第57話【沼の巨人、上位種(1)】


「ボスも巻き込まれたかな……」


 眼下に広がるがれきの山を眺めながらリオンがこぼす。

 上を見上げると、空は晴れたままで、現実の曇り空に戻っていない。


「まだ魔境は解放されていない。下に降りて確認しよう」


 よほど練度が高くないかぎり遠距離からの気配察知で生死まではわからない。

 いつ不意打ちが来ても良いように身体強化をし、風魔法を使って地上の粉塵を払う。

 古城の側壁の内側にある階段に向かおうとした時、刺すような殺気を首に感じ振り返った。


「ザート後ろ!」


 目の前に三ジィ沼の巨人の蹴り足が見えた刹那、バックラーを構えて回し蹴りをカチあげた。
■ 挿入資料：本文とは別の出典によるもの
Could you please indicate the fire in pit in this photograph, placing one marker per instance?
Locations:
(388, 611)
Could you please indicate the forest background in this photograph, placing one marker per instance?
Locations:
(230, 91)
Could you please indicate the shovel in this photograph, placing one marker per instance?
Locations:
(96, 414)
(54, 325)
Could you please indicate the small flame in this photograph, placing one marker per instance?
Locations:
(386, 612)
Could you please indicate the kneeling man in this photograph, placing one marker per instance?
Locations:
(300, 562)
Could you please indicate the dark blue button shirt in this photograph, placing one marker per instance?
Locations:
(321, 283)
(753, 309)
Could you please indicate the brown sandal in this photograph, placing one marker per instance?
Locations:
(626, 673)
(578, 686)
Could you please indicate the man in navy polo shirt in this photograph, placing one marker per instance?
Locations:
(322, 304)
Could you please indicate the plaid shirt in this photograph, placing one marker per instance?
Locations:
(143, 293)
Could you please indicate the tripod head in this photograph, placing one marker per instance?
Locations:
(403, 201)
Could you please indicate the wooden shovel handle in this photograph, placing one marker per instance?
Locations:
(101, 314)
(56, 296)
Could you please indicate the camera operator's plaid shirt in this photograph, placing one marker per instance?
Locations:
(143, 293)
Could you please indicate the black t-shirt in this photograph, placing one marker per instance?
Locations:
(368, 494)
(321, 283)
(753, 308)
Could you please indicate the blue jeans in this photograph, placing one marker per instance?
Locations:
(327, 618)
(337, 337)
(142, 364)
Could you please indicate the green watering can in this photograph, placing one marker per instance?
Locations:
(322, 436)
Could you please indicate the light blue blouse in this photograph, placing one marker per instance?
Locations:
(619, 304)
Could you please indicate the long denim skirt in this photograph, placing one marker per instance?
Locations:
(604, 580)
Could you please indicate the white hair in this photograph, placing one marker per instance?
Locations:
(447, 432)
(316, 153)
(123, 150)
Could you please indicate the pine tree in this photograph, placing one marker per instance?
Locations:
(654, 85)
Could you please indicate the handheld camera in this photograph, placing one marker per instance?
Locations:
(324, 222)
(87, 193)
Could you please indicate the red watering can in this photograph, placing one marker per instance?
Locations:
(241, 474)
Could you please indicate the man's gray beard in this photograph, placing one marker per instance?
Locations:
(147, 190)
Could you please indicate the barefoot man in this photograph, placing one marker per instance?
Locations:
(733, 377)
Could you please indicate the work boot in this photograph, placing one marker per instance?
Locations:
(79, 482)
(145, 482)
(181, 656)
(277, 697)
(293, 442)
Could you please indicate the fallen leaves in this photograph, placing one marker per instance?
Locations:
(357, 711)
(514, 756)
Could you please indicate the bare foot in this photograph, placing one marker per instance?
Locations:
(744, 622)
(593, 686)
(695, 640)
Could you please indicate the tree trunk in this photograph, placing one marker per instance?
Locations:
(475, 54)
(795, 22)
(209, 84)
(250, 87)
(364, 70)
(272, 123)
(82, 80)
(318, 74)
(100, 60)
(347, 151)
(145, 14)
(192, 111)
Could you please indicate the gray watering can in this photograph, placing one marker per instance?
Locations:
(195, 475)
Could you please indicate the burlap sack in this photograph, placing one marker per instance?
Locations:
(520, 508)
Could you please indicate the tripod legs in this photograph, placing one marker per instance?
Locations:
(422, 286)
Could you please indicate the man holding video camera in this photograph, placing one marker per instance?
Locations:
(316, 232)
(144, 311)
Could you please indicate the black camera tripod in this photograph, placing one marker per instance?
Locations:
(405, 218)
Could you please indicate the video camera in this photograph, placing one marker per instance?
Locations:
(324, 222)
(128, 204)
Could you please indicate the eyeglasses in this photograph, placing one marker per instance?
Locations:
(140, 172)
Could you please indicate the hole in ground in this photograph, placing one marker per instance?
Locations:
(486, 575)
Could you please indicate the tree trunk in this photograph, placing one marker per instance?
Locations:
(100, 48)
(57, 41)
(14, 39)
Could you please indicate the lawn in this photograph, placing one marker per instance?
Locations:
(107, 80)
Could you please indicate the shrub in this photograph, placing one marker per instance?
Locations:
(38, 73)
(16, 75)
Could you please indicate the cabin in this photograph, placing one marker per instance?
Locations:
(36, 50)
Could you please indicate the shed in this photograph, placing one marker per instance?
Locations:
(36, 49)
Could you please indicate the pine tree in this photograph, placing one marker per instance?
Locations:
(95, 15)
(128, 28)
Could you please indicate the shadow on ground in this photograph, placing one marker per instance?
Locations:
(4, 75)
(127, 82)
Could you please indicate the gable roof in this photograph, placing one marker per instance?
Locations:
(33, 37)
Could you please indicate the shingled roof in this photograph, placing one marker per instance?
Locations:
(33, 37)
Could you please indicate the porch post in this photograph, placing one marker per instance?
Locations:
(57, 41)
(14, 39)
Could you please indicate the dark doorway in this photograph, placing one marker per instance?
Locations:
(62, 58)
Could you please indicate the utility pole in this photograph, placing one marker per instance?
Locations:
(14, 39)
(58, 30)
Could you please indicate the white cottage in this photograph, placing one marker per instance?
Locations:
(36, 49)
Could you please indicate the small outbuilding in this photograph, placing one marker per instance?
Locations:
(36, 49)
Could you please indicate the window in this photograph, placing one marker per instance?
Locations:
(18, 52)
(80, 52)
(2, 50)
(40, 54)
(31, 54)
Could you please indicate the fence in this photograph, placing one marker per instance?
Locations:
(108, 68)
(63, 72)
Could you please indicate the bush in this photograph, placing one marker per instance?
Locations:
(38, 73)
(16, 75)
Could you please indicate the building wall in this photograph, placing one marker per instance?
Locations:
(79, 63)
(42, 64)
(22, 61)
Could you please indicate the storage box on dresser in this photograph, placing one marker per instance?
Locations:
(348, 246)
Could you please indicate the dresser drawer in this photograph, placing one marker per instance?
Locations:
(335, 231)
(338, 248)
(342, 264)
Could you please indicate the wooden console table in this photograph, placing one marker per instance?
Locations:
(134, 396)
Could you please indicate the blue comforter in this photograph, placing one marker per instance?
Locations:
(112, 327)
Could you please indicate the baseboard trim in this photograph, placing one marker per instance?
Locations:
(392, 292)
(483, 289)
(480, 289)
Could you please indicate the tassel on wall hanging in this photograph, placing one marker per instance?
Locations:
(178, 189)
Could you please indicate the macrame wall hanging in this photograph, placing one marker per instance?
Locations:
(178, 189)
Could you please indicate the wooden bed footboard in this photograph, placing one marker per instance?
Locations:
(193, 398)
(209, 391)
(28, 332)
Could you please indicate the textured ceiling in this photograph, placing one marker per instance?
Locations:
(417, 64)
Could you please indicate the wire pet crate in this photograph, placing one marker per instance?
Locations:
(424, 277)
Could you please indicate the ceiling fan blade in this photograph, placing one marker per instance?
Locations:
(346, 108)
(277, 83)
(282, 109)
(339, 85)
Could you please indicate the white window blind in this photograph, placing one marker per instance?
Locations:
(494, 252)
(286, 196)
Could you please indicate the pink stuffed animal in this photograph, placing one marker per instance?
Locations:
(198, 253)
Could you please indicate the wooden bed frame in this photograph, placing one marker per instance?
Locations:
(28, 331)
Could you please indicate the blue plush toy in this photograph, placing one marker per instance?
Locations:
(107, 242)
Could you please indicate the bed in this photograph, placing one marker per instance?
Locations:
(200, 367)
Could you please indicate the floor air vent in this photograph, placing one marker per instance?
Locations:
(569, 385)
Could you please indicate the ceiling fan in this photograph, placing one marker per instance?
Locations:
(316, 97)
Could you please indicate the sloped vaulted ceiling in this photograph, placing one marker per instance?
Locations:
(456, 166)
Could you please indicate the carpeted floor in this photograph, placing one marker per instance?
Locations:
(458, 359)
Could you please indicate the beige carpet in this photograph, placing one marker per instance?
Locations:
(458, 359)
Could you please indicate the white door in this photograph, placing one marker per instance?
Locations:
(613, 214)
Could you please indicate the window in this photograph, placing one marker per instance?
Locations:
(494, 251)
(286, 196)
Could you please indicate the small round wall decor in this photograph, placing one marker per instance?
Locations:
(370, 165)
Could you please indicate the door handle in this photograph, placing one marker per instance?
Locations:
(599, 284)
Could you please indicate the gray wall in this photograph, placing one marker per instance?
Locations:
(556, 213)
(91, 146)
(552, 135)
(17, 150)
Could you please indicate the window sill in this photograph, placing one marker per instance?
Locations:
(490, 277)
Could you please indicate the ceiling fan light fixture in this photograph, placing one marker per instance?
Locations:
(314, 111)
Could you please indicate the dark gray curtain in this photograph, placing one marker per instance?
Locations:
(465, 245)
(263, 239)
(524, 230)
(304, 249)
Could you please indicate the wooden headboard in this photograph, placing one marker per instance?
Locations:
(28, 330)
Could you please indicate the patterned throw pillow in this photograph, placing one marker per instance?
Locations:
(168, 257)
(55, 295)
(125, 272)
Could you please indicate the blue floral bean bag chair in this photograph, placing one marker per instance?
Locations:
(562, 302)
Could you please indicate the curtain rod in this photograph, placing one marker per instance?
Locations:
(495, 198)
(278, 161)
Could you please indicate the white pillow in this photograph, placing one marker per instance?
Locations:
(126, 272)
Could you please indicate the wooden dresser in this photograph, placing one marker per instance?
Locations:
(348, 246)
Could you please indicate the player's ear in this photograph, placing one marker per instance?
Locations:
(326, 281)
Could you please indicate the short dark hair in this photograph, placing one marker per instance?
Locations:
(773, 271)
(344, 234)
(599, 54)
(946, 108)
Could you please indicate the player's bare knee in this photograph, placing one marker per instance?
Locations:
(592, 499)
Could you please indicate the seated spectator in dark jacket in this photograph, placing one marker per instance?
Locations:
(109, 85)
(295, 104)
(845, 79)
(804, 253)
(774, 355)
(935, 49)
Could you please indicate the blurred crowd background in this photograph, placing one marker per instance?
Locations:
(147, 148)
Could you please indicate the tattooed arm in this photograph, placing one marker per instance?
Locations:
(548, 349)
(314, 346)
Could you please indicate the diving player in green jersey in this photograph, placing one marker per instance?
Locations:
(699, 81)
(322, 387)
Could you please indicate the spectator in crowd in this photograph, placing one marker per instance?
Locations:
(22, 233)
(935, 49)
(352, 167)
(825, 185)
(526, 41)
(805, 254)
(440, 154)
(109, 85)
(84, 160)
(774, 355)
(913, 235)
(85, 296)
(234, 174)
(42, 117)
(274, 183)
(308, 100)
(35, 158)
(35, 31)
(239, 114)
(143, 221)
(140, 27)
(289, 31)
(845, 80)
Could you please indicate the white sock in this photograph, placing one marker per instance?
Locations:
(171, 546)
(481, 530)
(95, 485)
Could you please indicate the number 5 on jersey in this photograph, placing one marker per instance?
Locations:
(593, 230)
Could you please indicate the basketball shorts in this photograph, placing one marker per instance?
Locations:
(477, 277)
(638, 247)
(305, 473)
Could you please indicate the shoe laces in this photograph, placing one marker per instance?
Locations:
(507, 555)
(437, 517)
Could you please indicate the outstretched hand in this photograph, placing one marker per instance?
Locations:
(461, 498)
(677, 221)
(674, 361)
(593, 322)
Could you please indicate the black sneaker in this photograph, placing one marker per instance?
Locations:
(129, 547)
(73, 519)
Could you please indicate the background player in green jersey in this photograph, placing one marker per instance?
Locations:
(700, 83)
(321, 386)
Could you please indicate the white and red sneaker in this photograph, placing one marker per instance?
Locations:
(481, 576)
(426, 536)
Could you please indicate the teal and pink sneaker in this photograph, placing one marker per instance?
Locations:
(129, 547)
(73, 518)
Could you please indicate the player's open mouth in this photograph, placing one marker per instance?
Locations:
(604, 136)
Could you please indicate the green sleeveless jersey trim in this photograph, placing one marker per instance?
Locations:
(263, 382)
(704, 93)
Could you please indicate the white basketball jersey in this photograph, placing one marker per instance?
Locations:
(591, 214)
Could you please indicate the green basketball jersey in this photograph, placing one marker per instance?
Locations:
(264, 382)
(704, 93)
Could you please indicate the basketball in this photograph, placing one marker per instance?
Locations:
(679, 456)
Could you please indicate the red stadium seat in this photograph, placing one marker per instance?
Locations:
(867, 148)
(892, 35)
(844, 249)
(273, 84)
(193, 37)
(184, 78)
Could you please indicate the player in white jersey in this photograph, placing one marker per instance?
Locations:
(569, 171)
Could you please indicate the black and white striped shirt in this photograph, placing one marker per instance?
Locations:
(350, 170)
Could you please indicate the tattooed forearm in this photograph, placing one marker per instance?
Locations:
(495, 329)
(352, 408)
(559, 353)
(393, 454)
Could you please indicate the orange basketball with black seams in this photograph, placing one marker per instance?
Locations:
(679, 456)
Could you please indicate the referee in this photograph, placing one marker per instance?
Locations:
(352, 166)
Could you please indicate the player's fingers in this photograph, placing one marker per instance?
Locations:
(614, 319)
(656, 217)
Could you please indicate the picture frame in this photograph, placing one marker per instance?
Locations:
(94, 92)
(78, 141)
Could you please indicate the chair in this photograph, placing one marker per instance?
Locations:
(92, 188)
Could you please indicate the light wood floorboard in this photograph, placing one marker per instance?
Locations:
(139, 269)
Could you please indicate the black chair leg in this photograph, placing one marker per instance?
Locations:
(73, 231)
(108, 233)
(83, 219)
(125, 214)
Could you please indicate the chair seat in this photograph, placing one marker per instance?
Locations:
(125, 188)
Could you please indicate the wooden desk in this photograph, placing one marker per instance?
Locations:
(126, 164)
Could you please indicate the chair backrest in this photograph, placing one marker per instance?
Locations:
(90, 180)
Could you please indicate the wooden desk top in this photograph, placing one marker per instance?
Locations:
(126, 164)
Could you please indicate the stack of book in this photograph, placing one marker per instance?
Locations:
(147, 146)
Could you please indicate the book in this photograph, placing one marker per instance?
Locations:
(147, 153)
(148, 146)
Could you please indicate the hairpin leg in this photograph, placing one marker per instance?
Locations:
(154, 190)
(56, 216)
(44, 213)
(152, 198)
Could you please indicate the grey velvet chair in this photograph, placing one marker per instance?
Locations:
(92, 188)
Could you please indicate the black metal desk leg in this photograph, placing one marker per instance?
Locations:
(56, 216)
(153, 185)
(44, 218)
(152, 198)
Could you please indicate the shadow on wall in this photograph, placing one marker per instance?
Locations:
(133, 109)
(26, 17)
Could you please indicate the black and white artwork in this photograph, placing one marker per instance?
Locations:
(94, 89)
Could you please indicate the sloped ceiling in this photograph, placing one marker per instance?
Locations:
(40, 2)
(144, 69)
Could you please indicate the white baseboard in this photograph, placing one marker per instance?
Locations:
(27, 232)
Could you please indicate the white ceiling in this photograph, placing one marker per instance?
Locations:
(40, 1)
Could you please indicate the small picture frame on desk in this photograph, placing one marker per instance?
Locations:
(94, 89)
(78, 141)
 反撃をしようとした時には巨人はその体からは想像できないスピードで通り過ぎ、城壁のへりに立っていたリオンに膝蹴りをはなっていた。


 巨人はそのままリオンを巻き込み壁の下に落ちていく。あのまま踏み潰されたら障壁を抜かれるかもしれない。


「リオン! 炎刃を使え!」


 空中に朱い炎が煌めき、巨人の青い腕が宙に舞った。

 精霊の炎刃で巨人の手を斬り落としたものの、リオンは落下したままうつ伏せてまだ起き上がれていない。


『ファイア・ウォール!』


 とっさにリオンと巨人を分断し、リオンの近くに飛び降りる。

 頭を振って起き上がったリオンを横目に炎の向こうを見据えた。


 唐突にファイアウォールが消え、立ち上った蒸気の中から巨人の姿が現れた。おそらく水系のスキルを使って消火したんだろう。

 リオンが斬り落としたはずの腕は何事もなかったかのようについていた。


「腕が再生している!?」


 沼の巨人に再生能力はない。

 改めて見ると背もでかい。身の丈も三ジィはある。

 こいつがボス、沼の巨人の上位種だとわかったけど、再生能力はやっかいだな。


 巨人が長い腕をもって足下に転がっていた他の巨人の戦斧を拾ってかつぐ。

 此方を値踏みするように細めた目は奸計を巡らしているようで、ゴブリンよりも知能が高そうだ。



「ザート、援護頼むよ!」


 リオンがボスとの間を詰め、手数で一気に押し込む。

 さっき空中で起動したから、炎刃のカウントダウンはもう始まっている。短期決戦で決めるつもりだろう。

 こっちもリオンが射線から外れるように位置取りをして炎魔法を中心に牽制をしていく。



 巨人は人間であれば両手でもつ戦斧を、まるで手斧のように扱っている。

 しかも体幹がぶれていない。魔物とは思えない武器の扱い方だ。

 リオンを繰り返し大質量の刃が襲うが、どれも彼女を傷つけるには至らない。

 一方リオン炎刃の力をもって舞い、着実に巨人の全身に傷を刻んでいる。

 

「左手!」


 巨人の左手を切り落としたけど、リオンは攻撃の手を緩めずに攻めたてる。巨人に再生能力があるなら油断できないからだろう。


『ストーンショット・デクリア!』


 こちらもリオンの攻撃にあわせ、散弾を戦斧全体に当てて動きを止める。


「よし、右手も……っ!?」


 炎刃をひるがえして戦斧をもつ右手も切り飛ばし、リオンがとどめを刺そうとした。

 しかし瞬間、光とともに再生した左手が戦斧をつかんでいた。


「ッ!?」


 振り上げた戦斧を転がりよけたリオンに対してボスが手首のない右手を前に出す。さっきこいつは水系のスキルを使っていた——。


「リオンよけろ!」


 叫んだ瞬間、巨人の腕が伸びるように、大量の水の柱がリオンの身体を吹き飛ばしていた。